Second, the findings of this analysis are preliminary. Though disclosure was a significant predictor of lower internalized stigma and fewer disclosure concerns in our specific sample of YALWH, the magnitude of these relationships was relatively modest. Moreover, the sample analyzed was small, particularly in the regression model examining the relationship between reactions to disclosure and psychosocial well-being.
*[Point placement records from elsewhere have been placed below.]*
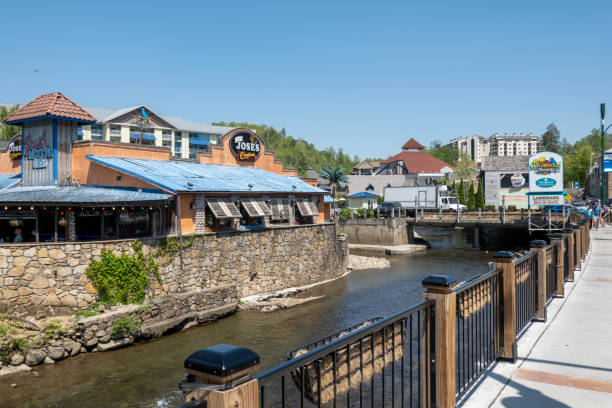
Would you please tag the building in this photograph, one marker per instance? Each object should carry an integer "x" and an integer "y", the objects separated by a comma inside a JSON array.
[
  {"x": 413, "y": 160},
  {"x": 62, "y": 188},
  {"x": 366, "y": 168},
  {"x": 363, "y": 199},
  {"x": 478, "y": 147},
  {"x": 506, "y": 180},
  {"x": 141, "y": 125}
]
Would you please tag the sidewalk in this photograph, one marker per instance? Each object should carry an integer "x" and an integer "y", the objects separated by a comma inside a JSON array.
[{"x": 566, "y": 362}]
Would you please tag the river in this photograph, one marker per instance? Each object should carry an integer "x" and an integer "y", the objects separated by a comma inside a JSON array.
[{"x": 146, "y": 375}]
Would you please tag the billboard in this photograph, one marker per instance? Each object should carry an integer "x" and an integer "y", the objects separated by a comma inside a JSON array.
[{"x": 546, "y": 179}]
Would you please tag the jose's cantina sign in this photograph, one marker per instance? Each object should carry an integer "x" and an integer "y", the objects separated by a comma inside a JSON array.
[{"x": 245, "y": 146}]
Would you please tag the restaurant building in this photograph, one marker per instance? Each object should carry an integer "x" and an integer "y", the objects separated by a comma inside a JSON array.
[{"x": 66, "y": 186}]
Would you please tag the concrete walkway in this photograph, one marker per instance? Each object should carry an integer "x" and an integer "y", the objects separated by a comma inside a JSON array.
[{"x": 567, "y": 361}]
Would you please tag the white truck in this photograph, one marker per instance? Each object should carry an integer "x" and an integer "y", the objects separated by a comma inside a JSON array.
[{"x": 426, "y": 197}]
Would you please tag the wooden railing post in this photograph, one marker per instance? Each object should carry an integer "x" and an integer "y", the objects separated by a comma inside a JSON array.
[
  {"x": 569, "y": 232},
  {"x": 557, "y": 239},
  {"x": 439, "y": 288},
  {"x": 538, "y": 248},
  {"x": 577, "y": 254},
  {"x": 222, "y": 365},
  {"x": 504, "y": 261}
]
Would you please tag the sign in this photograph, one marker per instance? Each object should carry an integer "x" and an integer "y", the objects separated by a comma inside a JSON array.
[
  {"x": 39, "y": 151},
  {"x": 517, "y": 180},
  {"x": 607, "y": 162},
  {"x": 15, "y": 148},
  {"x": 245, "y": 146},
  {"x": 547, "y": 199},
  {"x": 545, "y": 173}
]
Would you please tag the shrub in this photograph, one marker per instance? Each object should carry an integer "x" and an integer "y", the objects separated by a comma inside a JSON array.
[
  {"x": 126, "y": 326},
  {"x": 124, "y": 278}
]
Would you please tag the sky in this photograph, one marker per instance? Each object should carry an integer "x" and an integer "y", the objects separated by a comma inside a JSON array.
[{"x": 361, "y": 76}]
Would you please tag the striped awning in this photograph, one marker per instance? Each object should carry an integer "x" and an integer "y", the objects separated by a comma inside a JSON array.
[
  {"x": 223, "y": 208},
  {"x": 306, "y": 207},
  {"x": 256, "y": 207}
]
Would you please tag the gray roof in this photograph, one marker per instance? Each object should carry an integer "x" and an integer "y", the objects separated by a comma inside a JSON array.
[
  {"x": 104, "y": 115},
  {"x": 184, "y": 176},
  {"x": 83, "y": 195},
  {"x": 505, "y": 163}
]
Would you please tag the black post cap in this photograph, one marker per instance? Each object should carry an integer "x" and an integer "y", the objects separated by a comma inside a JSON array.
[
  {"x": 439, "y": 280},
  {"x": 222, "y": 360},
  {"x": 538, "y": 243},
  {"x": 504, "y": 254}
]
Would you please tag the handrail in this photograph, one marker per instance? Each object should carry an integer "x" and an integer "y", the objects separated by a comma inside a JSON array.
[{"x": 321, "y": 351}]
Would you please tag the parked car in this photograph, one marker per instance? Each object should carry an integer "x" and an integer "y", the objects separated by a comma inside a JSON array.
[{"x": 386, "y": 208}]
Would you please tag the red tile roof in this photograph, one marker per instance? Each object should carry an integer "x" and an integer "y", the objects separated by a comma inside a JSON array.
[
  {"x": 51, "y": 104},
  {"x": 412, "y": 144},
  {"x": 419, "y": 162}
]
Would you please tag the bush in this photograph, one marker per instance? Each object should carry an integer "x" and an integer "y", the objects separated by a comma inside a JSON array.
[
  {"x": 122, "y": 279},
  {"x": 126, "y": 326}
]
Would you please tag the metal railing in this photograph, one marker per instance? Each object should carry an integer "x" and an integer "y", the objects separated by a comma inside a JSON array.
[
  {"x": 551, "y": 270},
  {"x": 479, "y": 334},
  {"x": 375, "y": 365},
  {"x": 526, "y": 281}
]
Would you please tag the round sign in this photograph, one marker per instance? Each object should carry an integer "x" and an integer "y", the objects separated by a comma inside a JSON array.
[{"x": 245, "y": 146}]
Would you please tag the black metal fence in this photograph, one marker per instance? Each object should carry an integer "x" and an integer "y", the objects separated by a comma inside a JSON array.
[
  {"x": 526, "y": 281},
  {"x": 479, "y": 332},
  {"x": 551, "y": 270},
  {"x": 380, "y": 364}
]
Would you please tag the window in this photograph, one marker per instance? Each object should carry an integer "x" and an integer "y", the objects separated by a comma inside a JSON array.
[{"x": 96, "y": 132}]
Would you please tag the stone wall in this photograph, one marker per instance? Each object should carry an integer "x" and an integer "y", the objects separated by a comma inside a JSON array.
[
  {"x": 50, "y": 278},
  {"x": 375, "y": 231}
]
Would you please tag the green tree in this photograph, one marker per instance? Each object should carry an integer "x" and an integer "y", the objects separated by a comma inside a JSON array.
[
  {"x": 479, "y": 195},
  {"x": 461, "y": 192},
  {"x": 551, "y": 139},
  {"x": 471, "y": 198},
  {"x": 7, "y": 131}
]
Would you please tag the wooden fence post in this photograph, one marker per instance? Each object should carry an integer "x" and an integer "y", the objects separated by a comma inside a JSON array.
[
  {"x": 557, "y": 239},
  {"x": 569, "y": 232},
  {"x": 439, "y": 288},
  {"x": 538, "y": 247},
  {"x": 219, "y": 365},
  {"x": 504, "y": 260}
]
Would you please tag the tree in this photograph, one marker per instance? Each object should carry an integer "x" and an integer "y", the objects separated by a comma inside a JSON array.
[
  {"x": 461, "y": 192},
  {"x": 471, "y": 198},
  {"x": 335, "y": 176},
  {"x": 479, "y": 195},
  {"x": 550, "y": 139},
  {"x": 7, "y": 131}
]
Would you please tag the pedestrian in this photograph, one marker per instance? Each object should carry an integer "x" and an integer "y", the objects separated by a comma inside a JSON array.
[{"x": 596, "y": 215}]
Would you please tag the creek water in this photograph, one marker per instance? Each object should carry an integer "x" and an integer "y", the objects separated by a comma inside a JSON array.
[{"x": 146, "y": 375}]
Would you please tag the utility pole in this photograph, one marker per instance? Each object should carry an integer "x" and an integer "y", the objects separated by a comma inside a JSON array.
[{"x": 601, "y": 172}]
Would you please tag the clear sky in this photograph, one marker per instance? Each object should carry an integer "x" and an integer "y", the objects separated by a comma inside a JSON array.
[{"x": 363, "y": 76}]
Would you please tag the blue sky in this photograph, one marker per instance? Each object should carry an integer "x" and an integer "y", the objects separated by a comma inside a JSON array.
[{"x": 363, "y": 76}]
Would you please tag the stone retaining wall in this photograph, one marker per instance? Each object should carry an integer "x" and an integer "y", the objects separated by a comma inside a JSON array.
[{"x": 50, "y": 278}]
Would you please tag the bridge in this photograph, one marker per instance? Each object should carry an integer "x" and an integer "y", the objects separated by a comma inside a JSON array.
[{"x": 526, "y": 333}]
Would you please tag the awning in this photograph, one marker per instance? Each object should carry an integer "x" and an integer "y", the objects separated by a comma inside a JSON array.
[
  {"x": 145, "y": 136},
  {"x": 306, "y": 207},
  {"x": 256, "y": 207},
  {"x": 280, "y": 209},
  {"x": 223, "y": 208},
  {"x": 198, "y": 142}
]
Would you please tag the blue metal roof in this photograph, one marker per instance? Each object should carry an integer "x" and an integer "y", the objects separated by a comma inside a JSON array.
[
  {"x": 363, "y": 194},
  {"x": 83, "y": 195},
  {"x": 9, "y": 180},
  {"x": 184, "y": 176}
]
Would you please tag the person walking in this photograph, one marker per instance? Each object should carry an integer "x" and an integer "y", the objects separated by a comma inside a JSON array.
[{"x": 596, "y": 215}]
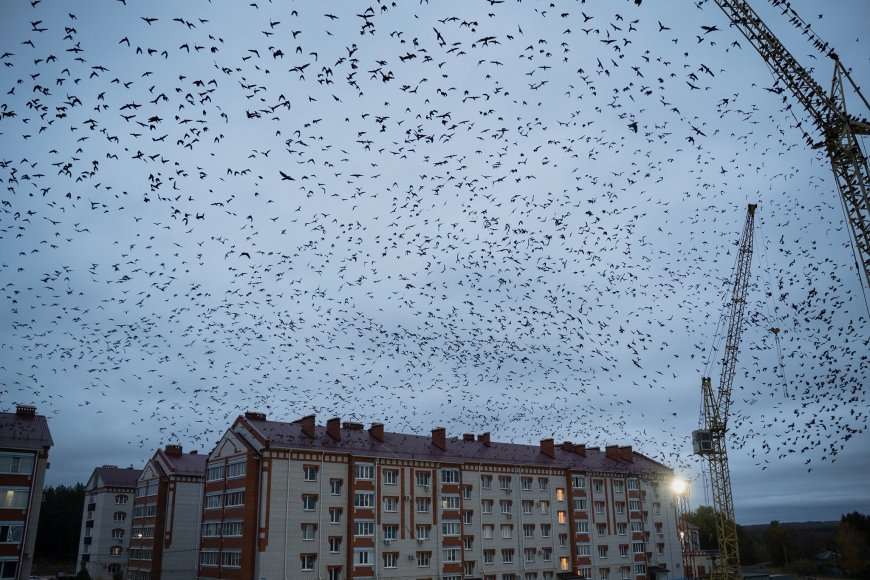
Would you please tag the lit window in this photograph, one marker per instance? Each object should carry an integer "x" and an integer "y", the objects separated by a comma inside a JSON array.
[{"x": 364, "y": 471}]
While the results of our study suggested that the reaction received during a disclosure had no significant effect on psychosocial well-being, some studies [52, 53], as well as the DPM [42, 70], do suggest mechanisms by which positive disclosures should indeed have a positive effect on outcomes in PLWH. Finally, in large part because of the small sample size, our study considered disclosure status and disclosure reaction to be dichotomous predictors, neglecting the fact that disclosure is a continuous and dynamic psychosocial process that can vary significantly both in the strategies utilized by individuals and the reactions received [77, 78]. Future research with larger samples is needed to further evaluate whether specific disclosure experiences might be protective or harmful both in terms of psychosocial and clinical well-being in PLWH.

Conclusions

In summary, the results of this analysis indicated that in our sample of South African YALWH, disclosure status was a significant predictor of some psychosocial outcomes, including lower disclosure concerns and internalized stigma, 6 months after HIV diagnosis. These results remained significant even when baseline psychosocial characteristics were controlled for in our models. Whether an individual received a positive or negative reaction was not a significant predictor of any psychosocial outcome investigated in this study. Our findings expand the understanding of the relationship between disclosure and psychosocial outcomes known to be correlated with clinically relevant outcomes, which could be crucial in the implementation of future interventions designed to help newly positive individuals improve their psychological and physical well-being.